At the Meyerhoff, the audience applauds the concert master and conductor before a performance of Beethoven's Fifth. At Shriver Hall, that happens too, but a balcony gang takes their enthusiasm one step further, brandishing a written cheer more apt for baseball than Beethoven.
During intermission at the Meyerhoff, symphony members vanish backstage. At Shriver, where the Hopkins orchestra will perform tonight, musicians wait in the restroom line with everyone else.
And there are differences not readily apparent, but more profound. They are differences that have to do with music's role in the lives of the amateur musicians who play for free in the Hopkins orchestra; people like Max Derrickson, principal percussionist. Once, Derrickson, a copyright examiner at the Library of Congress with a master's in performance from Peabody Conservatory, played timpani professionally, but it soon became a painfully soulless exercise.
"Just performing this music is great," Derrickson says, "compared to the days when I was driving for 40 hours a week, playing gigs everywhere to make a living and getting to the rehearsals and just being around a bunch of people doing this solely because they're trying to make a living."
Landing a job with a professional orchestra the caliber of Baltimore's would end the hustle but is as difficult as becoming a Baltimore Oriole, says principal oboist Keith Kaneda. Besides, he and his colleagues, many of whom are also highly trained and have pondered professional careers, find that for them, not playing among the ultra-elite has enormous advantages.
"The truth of it is," Derrickson says with a long, thoughtful sigh, the "joy of performing a concert is greatly reduced" in a professional setting. "The reason is that there is the choice to donate time to be a part of this group. A professional doesn't have a choice. The results [for an amateur orchestra] are really in my estimation much more rewarding."
Within an amateur orchestra, for instance, the opportunity to play great music is a privilege unsullied by marketing strategies that justify guest appearances by pop/folkie James Taylor as well as cellist Yo Yo Ma. Jed Gaylin, its conductor of seven years, calls the Hopkins Symphony and others like it "one of the most pure endeavors I know."
Nor do amateurs ever complain of having to perform the "New World Symphony" or the "Eroica" again and again, because they don't. With four annual concerts, music stays fresh and fun.
"It's heaven," said violist Mary Parlange, who joined the Hopkins Symphony shortly after moving to Baltimore from California three years ago. "We've got this great group of people who enjoy the music, but it's not our life. We can come to it once a week and have a blast."
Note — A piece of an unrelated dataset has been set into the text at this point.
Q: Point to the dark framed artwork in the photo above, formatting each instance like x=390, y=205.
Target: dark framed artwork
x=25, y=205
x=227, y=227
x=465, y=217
It's a blast, even at a "black Monday" rehearsal before tonight's performance when the orchestra lurches unsteadily through the program -- Baltimore composer Mark Lanz Weiser's "Landscapes" and Antonin Dvorak's 7th Symphony -- as Gaylin, in purple turtleneck and jeans, taps an arsenal of allusions, gestures and rhythmic ploys to pull them through.
Conducting without a baton, Gaylin seems to channel the music through his entire being. He may break the trance and lapse into broad Bawlmerese to press his point. Or he'll deliver a mini-lecture with stern humor: "You have to pay taxes. You're going to die one day, and you've got to count!"
This is crunch week. Even though their lives are crammed with work, classes, exams, family and other obligations, orchestra members realize they have to practice if they're going to do justice to the world premiere of Weiser's piece, let alone Dvorak's majestic symphony.
Gaylin, also conductor of the professional Bay-Atlantic Symphony in New Jersey, has led the Hopkins orchestra since 1993. Working with amateurs has unique rewards, he says. A professional orchestra may be "technically brilliant but set in its ways." A symphony such as the Hopkins, perhaps comparable in size and ability to 19th and early 20th century professional orchestras, tends to be more receptive to his musical interpretations, he says.
Over a six-week span, the Hopkins Symphony practices a piece longer than a professional orchestra. And in concert, even after a shaky final rehearsal, the 80-member orchestra generally rises to the occasion, to "play 170 percent better than they should," Gaylin says.
He invokes a cardinal rule: "Don't ever conduct down to an orchestra. They will never give you more than that."